Guta was based at Chilobwe Police Station when he was caught red-handed robbing—with his accomplices—a businessman in Limbe in December last year. The court granted him bail and his prosecution actually started but somewhere along the way, it stalled, probably because the police were still conducting investigations or yet to persuade witnesses to testify.

It was also around the same time that Malunga was arrested for his alleged involvement in another armed robbery at FMB in Limbe in which a police officer lost his life.

Their crimes and arrests were committed against a backdrop of rising violent crimes, in which police officers and criminals were competing for space and targets to rob. The common theme running along the suspects is that most were serving bail for previous violent crimes.

While Guta had his day in court—and was probably looking forward to its conclusion—Malunga was not as lucky, if that would be the right term to use. He died still waiting for his day in court. Justice was never done. He was still a suspect and needed his day in court to prove his innocence or for the court to show his culpability. Was he guilty? Was he innocent? We will never know. His culpability will be buried in the mist of conjecture.

Guta has profited from an incurably lethargic justice system that recently consigned a 13-year-old girl accused of rogue and vagabond to an adult prison in three days but lets him, caught red-handed committing a crime—and with a police gun to boot—out to roam the streets. He duly struck again in Chikwawa last week in events that eerie echoes of his previous crime, sans the police gun. I am not saying he is guilty of this or the previous case. And I am not saying he is not innocent either.

But the delay in concluding the previous case is mind-boggling.

It has become the measure of justice that prosecution authorities almost always go to court to seek more time for investigations while an accused is incarcerated in prison.
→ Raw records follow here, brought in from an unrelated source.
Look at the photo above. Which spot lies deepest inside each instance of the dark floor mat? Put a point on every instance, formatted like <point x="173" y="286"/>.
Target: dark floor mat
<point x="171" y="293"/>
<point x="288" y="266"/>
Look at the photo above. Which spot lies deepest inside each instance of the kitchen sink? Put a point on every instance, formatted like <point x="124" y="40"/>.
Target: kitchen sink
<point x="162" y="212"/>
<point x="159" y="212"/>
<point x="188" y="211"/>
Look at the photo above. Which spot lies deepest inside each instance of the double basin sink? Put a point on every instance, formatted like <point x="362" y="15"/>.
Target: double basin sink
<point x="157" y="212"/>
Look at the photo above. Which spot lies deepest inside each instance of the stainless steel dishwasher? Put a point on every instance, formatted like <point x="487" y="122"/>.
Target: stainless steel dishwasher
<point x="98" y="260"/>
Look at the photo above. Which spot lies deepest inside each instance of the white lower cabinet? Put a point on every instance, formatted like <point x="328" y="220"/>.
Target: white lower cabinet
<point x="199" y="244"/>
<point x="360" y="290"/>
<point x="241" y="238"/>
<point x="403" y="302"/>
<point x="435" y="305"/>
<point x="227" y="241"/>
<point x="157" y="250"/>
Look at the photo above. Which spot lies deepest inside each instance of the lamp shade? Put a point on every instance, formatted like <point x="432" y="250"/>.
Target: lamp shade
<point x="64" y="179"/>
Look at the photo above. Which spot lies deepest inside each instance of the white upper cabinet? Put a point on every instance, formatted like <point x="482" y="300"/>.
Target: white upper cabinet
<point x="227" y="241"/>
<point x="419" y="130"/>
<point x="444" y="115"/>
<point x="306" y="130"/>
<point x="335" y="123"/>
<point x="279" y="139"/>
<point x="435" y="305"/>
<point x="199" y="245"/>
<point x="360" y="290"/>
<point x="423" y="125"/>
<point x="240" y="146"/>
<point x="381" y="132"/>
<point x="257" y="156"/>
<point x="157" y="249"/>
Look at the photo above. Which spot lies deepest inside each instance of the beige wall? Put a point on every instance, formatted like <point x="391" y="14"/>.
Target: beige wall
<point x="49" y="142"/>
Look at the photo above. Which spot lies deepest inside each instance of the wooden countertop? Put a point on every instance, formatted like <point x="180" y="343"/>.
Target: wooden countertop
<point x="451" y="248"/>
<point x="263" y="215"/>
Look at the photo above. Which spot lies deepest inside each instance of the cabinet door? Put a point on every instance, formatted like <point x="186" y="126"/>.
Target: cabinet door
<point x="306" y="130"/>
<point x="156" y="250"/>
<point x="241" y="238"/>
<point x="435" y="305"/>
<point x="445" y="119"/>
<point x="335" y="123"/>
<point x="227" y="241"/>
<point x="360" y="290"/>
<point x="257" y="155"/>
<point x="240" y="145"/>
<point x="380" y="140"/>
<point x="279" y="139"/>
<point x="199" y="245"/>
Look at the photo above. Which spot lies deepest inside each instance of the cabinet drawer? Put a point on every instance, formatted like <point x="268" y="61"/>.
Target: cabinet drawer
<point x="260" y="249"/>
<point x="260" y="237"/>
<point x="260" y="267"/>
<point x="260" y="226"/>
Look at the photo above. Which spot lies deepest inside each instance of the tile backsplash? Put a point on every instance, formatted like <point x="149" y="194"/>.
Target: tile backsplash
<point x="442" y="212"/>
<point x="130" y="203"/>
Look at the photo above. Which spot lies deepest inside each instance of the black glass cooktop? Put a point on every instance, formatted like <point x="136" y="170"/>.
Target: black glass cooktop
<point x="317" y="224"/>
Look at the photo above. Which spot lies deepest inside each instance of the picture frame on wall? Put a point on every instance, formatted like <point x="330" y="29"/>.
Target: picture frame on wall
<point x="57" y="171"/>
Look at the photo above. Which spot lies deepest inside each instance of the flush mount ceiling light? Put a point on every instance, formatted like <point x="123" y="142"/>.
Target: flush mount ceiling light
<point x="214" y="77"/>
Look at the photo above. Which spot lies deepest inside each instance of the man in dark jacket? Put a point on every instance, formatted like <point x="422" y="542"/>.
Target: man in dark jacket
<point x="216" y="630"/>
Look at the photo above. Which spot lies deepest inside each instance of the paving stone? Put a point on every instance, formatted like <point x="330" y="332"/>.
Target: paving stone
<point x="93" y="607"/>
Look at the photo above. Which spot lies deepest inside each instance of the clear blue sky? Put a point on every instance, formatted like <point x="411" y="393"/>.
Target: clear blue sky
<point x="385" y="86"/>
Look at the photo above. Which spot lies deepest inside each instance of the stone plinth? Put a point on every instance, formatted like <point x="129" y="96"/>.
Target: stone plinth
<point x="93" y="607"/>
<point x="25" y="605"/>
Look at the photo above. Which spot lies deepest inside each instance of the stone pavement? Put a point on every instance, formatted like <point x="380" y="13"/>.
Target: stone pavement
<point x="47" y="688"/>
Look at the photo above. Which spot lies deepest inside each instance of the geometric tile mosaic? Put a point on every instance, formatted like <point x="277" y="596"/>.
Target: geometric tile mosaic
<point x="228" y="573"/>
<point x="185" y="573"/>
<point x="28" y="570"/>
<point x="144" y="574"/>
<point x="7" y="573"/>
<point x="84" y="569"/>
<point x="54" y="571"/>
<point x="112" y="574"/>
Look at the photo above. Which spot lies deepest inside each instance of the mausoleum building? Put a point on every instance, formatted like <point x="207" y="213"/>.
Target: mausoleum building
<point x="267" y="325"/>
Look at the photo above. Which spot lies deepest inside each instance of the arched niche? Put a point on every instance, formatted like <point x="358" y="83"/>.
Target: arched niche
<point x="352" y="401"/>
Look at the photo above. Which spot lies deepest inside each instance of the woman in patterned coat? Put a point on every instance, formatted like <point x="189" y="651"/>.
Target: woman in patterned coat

One assumes that when the police take their cases to court they are prepared. Not just to keep someone in jail while they are conducting investigations.

I have always wondered why do prosecution authorities rush to arrest suspects, take them to court and when they are asking for bail, as is their right, the State will always object on the grounds that are still conducting investigations and they fear the suspects will tamper with investigations. I take that to mean prosecution authorities take half-baked cases to court and are trying to build evidence while you rot in jail. They might even have no case against you. Of course, there are some cases where suspects could interfere with evidence, but this has become so routine as to have become the byword for incompetence.

A combine justice and reformatory system that acted with atypical expediency to consign a 13-year-old child to penitence behind bars for rogue and vagabond has, in the past week, exposed for its sluggishness in ways it could not have imagined.

That kid was no threat to anyone. She was found in the wrong place at the wrong time. I am certain she was not even aware she was committing any crime. In any case, she was as much at risk as anyone the police intended to protect. Guta has proved he is the risk.

Maybe instead of trying Guta for his recent case or the other, the State ought to prosecute whichever public official allowed him out for so long that he was tempted to commit another crime. Come to think of it, had the prosecution authorities acted with expedience, maybe the businessperson in Chikwawa would have been robbed. And the State would not have had to set aside extra funds to try for his Chikwawa crime.